On Dec. 4, the movie “Krampus” hits the theaters and it seems to promise some dark comedy and spook in our stockings this year.
“Krampus” is based on a German folktale about a horned creature that punishes bad children during the Christmas season.
Sometimes accompanied with a whip and chains, Krampus drowns, cannibalizes or delivers the children to hell–Krampus is the original bad Santa.
‘Winter Ghosts’
by Kate Mosse
The Great War robbed an entire generation of family, friends and lovers.
If you like to mix history in with your horror, you may like this novel about Freddie Watson who has been unable to cope with losing his brother in the Great War.
Freddie’s grief for his brother was so great he spent years in a sanatorium.
In 1928, Freddie sets off through the French Pyrenees but a snowstorm causes him to seek refuge in a small village in the woods.

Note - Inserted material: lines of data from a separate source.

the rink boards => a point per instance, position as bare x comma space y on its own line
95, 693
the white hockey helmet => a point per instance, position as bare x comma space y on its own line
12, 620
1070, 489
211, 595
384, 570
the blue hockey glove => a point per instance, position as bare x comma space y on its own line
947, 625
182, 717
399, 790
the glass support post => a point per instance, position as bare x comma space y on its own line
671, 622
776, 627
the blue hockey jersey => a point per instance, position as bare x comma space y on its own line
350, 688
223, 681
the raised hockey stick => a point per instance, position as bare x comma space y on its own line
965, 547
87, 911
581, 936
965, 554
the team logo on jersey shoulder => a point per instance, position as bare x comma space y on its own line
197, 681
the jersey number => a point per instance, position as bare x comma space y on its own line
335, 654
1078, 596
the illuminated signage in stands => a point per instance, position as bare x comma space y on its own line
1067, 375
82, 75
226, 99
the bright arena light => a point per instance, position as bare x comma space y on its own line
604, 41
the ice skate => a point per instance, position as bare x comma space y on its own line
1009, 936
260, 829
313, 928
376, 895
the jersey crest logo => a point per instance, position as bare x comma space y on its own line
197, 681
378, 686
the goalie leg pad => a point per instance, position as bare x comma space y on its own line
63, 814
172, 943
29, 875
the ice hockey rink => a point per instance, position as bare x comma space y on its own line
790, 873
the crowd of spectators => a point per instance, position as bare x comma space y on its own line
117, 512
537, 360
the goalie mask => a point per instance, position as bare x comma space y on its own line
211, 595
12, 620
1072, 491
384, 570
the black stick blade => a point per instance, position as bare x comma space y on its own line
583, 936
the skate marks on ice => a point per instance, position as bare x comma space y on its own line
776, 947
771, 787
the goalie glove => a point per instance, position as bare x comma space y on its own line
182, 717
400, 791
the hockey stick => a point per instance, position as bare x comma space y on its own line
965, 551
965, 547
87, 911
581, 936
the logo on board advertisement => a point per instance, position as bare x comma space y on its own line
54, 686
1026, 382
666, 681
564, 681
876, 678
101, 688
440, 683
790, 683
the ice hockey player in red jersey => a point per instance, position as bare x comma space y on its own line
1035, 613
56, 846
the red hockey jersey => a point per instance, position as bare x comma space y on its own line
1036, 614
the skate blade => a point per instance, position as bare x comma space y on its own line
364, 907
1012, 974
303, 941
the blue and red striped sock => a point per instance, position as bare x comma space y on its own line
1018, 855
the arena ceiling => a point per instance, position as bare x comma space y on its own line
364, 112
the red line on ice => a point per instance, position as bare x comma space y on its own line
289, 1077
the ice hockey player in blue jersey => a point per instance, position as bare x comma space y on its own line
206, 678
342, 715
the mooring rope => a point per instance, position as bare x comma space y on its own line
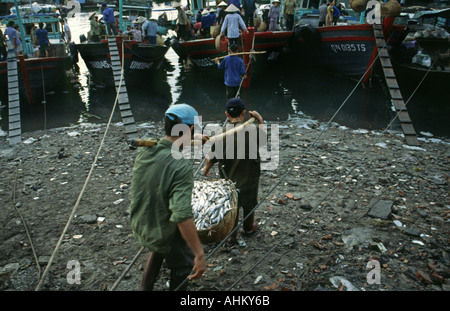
72, 214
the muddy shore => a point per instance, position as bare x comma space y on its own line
359, 210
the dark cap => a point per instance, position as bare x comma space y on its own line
235, 106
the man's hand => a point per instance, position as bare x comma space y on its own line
256, 115
199, 267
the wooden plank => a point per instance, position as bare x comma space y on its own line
128, 120
389, 72
14, 111
403, 116
399, 105
14, 126
392, 83
123, 98
125, 106
126, 113
13, 86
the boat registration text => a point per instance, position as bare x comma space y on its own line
103, 64
349, 47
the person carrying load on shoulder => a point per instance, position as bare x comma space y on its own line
241, 162
182, 22
109, 19
231, 24
161, 213
42, 40
274, 15
249, 9
234, 72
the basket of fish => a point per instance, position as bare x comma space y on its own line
214, 204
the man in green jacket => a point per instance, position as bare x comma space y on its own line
160, 211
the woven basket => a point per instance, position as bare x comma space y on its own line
221, 230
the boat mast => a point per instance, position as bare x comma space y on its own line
22, 30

There he meets a local woman named Fabrissa and they have a connection.
He confides in her about his loss and she, too, has a dark tale to tell him.
This is beautiful and haunting story that deals with death and tragedy around the holiday season.
This isn’t a “scared of the dark” horror story but a ghostly mystery and touching tale that will make you stick around until the end.
‘Snow’
by Ronald Malfi
This novel is much more wild and dark than the first one.
It starts off with the typical divorced and lonely man, Todd Curry, trying to make it home in time to spend Christmas with his son.
But surprise, a snowstorm happens and ruins everything.
Todd decides to rent a car with a few other stranded travellers.
During the drive, they come across a disoriented man who claims he is looking for his lost daughter.
But something about the man is off.
His story doesn’t seem right and he has strange slashes on his back.
They pick him up and stop in the nearest town but discover it seems eerily stranded. It’s not.
This is where things start to get wild.
It becomes survival horror as Todd and the other travellers are faced with evil forces in a story reminiscent of something made by John Carpenter and H.P. Lovecraft.
‘The Stupidest Angel’
by Christopher Moore
The subtitle of this odd ball is “A Heartwarming Tale of Christmas Terror.”
Little Joshua Barker is not in the Christmas mood, because he witnessed Santa get killed.
He prays that Santa come back from the dead and Archangel Raziel answers that prayer.
But Raziel doesn’t do a very good job.
His “botched sacred mission” turns Christmas-time in Pine Cove into a time of zombies, cannibalism and total chaos.
This dark comedy is full of a quirky ensemble of characters, slight gore and a stupid angel who’s a little lost in translation.
This book is definitely different from anything else you may have read.
Many of the characters in “The Stupidest Angel” have appeared in Moore’s other novels.
But this is a stand-alone story that won’t confuse you if you aren’t familiar with his other work.